Cartographic Work | 2007 - present
“Perhaps the most visually striking of these new drawing projects is the work of Chung, whose deceptively saccharine-colored, flowery ornaments reveal, on closer inspection, precise cartographic functions, whether tracing the migration of Syrian refugees across specific geographic and political boundaries, marking the endless agglomerations of fatal collisions between the needs of populations and governmental and military controls, or concretely visualizing statistics about Syrian civil-war casualties or the number of children killed in the fighting by region (“Syria Project,” 2014–) … pressing the epistemes of cartography and the diagram into service of the most productive project drawing could currently attempt.” (Benjamin H.D. Buchloh, Venice 2015: Biennale on the Brink, Art Forum.)
Chung has received significant acclaim for an ongoing practice of map drawings and mixed media works that could be described as cartographic abstractions or speculative topographies. Cultivated through archival and field research into specific locales, with landscapes ranging in scale from an airfield to a delta, an urban district to a continent, these images chart historical and/or projected changes to the physical and human landscape caused by urban planning, environmental disaster, geopolitical partitioning, and humanitarian crisis. This ongoing body of work began in 2007, when Chung began to intensively research cartography and urban planning maps related to redevelopment projects in Vietnam. Her cartographic practice has since then expanded into a repertoire of meticulously detailed maps, inquiring into an interwoven framework of complex issues that Chung’s praxis is known for.
Chung’s maps either depict specific moments or diachronic layers of history, narrated through the visible effects of spatial transformation. Sourcing archival documents, topographic maps, cartogram charts, projected urban plans, infographics, and oral histories. Chung plays with such representations of space as captures of temporality, as documents of utopian and dystopian visions. By pushing and pulling, combining and isolating, punctuating and collecting elements of these isolated strata, they invoke the palimpsestic nature of cityscapes and nationscapes as they have undergone urban renewal or territorial restructuring. They are abstractions of abstractions, playing upon James C. Scott’s descriptions of maps as instruments designed to summarize, abstract, and render legible geographical and human landscapes.[1] Each map contains a complex system of coding, the legend for which the artist selectively provides. These legends are often informed by what is missing: the voices and memories of these landscapes’ inhabitants. Chung takes on the role of ethnographer and historian to further document what the cartographic records and statistics cannot: the lived experiences and personal accounts embedded in these topographies.

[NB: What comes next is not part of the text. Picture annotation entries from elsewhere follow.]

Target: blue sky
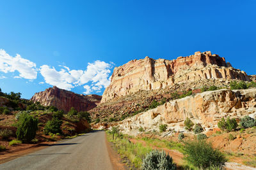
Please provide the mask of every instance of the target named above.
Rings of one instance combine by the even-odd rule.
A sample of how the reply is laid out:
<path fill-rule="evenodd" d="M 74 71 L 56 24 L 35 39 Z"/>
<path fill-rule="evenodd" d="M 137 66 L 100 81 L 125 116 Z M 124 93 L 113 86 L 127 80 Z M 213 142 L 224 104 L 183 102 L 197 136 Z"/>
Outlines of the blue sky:
<path fill-rule="evenodd" d="M 115 66 L 145 56 L 211 51 L 256 74 L 255 0 L 4 1 L 0 87 L 26 99 L 53 85 L 100 95 Z"/>

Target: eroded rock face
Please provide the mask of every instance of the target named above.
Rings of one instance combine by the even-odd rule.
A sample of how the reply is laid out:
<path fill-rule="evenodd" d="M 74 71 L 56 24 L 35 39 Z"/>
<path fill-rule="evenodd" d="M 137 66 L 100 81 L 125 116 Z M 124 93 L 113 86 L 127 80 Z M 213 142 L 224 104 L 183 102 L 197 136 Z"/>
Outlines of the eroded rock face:
<path fill-rule="evenodd" d="M 210 78 L 250 81 L 246 73 L 233 68 L 224 58 L 212 55 L 211 52 L 198 52 L 172 60 L 146 57 L 115 68 L 102 103 L 141 90 L 155 90 Z"/>
<path fill-rule="evenodd" d="M 157 108 L 127 118 L 118 123 L 121 131 L 136 135 L 140 127 L 159 130 L 160 124 L 184 131 L 184 121 L 188 117 L 200 124 L 205 130 L 216 127 L 222 117 L 240 118 L 256 115 L 256 89 L 205 92 L 166 103 Z"/>
<path fill-rule="evenodd" d="M 40 102 L 44 106 L 54 106 L 65 112 L 72 107 L 77 111 L 88 111 L 100 102 L 101 96 L 95 94 L 83 95 L 57 88 L 45 89 L 44 92 L 35 94 L 31 99 L 33 102 Z"/>

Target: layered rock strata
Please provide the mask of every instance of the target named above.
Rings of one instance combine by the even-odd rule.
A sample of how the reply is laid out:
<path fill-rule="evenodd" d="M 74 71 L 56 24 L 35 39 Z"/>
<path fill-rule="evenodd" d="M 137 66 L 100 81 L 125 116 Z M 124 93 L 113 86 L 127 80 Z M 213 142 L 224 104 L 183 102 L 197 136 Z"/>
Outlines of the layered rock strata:
<path fill-rule="evenodd" d="M 200 124 L 205 130 L 217 125 L 222 117 L 240 118 L 256 115 L 256 89 L 230 90 L 221 89 L 205 92 L 195 96 L 167 102 L 162 106 L 139 113 L 118 123 L 124 133 L 136 135 L 138 129 L 159 131 L 159 125 L 184 131 L 184 121 L 188 117 Z"/>
<path fill-rule="evenodd" d="M 175 83 L 218 78 L 250 81 L 246 73 L 234 69 L 223 57 L 212 55 L 211 52 L 198 52 L 172 60 L 146 57 L 115 68 L 102 103 L 141 90 L 156 90 Z"/>
<path fill-rule="evenodd" d="M 54 106 L 65 112 L 72 107 L 77 111 L 88 111 L 100 102 L 101 96 L 95 94 L 83 95 L 57 88 L 45 89 L 44 92 L 35 94 L 31 99 L 32 101 L 40 102 L 44 106 Z"/>

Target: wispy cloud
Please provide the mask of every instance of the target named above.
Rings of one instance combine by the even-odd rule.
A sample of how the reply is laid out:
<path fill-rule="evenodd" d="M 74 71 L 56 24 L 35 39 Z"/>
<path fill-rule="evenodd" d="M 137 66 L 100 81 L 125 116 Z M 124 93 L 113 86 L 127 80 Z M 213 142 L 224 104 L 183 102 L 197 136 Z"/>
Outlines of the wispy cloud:
<path fill-rule="evenodd" d="M 0 49 L 0 71 L 7 73 L 15 71 L 19 73 L 20 77 L 26 79 L 33 80 L 37 76 L 35 63 L 21 57 L 19 54 L 13 57 Z"/>

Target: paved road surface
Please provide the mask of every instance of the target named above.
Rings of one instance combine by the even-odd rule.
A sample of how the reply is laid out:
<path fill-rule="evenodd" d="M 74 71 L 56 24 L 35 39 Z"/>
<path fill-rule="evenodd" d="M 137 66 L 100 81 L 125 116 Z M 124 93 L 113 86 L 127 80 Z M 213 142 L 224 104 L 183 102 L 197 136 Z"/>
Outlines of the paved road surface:
<path fill-rule="evenodd" d="M 105 132 L 94 131 L 0 164 L 0 169 L 113 169 Z"/>

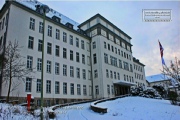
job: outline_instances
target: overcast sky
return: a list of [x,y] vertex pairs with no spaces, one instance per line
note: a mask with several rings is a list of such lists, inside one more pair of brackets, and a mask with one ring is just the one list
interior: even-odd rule
[[[0,8],[5,0],[0,0]],[[50,8],[82,23],[99,13],[131,36],[133,56],[145,64],[146,76],[162,70],[158,39],[164,48],[167,65],[175,57],[180,59],[180,2],[168,1],[48,1],[40,0]],[[143,9],[171,9],[170,22],[144,22]]]

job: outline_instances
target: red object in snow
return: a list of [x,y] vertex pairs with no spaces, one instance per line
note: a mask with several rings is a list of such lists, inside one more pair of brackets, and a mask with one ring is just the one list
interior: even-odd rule
[[31,102],[31,94],[30,93],[28,93],[27,94],[27,109],[28,109],[28,111],[30,111],[30,102]]

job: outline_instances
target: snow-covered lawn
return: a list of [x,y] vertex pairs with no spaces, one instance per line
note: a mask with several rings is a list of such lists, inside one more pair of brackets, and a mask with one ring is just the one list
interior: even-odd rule
[[107,107],[105,114],[95,113],[90,103],[57,109],[56,120],[180,120],[180,106],[167,100],[125,97],[97,104]]

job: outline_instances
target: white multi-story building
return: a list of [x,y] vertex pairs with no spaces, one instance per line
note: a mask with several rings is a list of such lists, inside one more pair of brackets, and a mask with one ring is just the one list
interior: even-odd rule
[[[0,45],[17,40],[33,78],[26,77],[11,97],[26,100],[28,92],[37,104],[41,96],[43,15],[32,1],[6,1],[0,10]],[[131,86],[145,82],[144,65],[134,61],[131,37],[96,14],[78,24],[50,9],[45,18],[44,100],[64,103],[128,94]],[[5,47],[4,47],[5,48]],[[133,65],[141,66],[141,80]],[[2,80],[1,80],[2,81]],[[1,83],[0,96],[7,95]]]

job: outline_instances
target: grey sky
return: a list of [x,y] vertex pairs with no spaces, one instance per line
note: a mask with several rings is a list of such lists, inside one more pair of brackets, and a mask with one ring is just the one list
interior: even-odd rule
[[[133,56],[145,64],[146,75],[161,73],[158,39],[164,48],[167,65],[180,59],[180,2],[166,1],[48,1],[40,0],[52,9],[82,23],[99,13],[132,37]],[[0,8],[4,0],[0,0]],[[143,22],[143,9],[171,9],[171,22]]]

As such, Chung’s maps visibly capture the artist’s efforts to both distill and express the density of history and experience that the 2-dimensional cartographic surface circumscribes. The crafted component of these drawings includes reticular topographical forms that are ornamental and exquisite, conveying a sense of organic growth, like a fungal spread under the lens of a microscope. But the beauty is methodological, yielding formal pleasure for conceptual intervention, an approach characterizing Chung’s larger body of work. As a long-term artistic praxis, her maps consistently employ near aesthetic excess to subtly reveal veiled pathologies of social and environmental degradation due to master planning and nation building projects, the fraught legacies of colonial ‘civilizing mission,’ and the riven human landscapes of geopolitical violence and natural disasters.
[1] James C. Scott, Seeing Like a State: How Certain Schemes to Improve the Human Condition Have Failed (New Haven and London: Yale University Press, 1998), 87.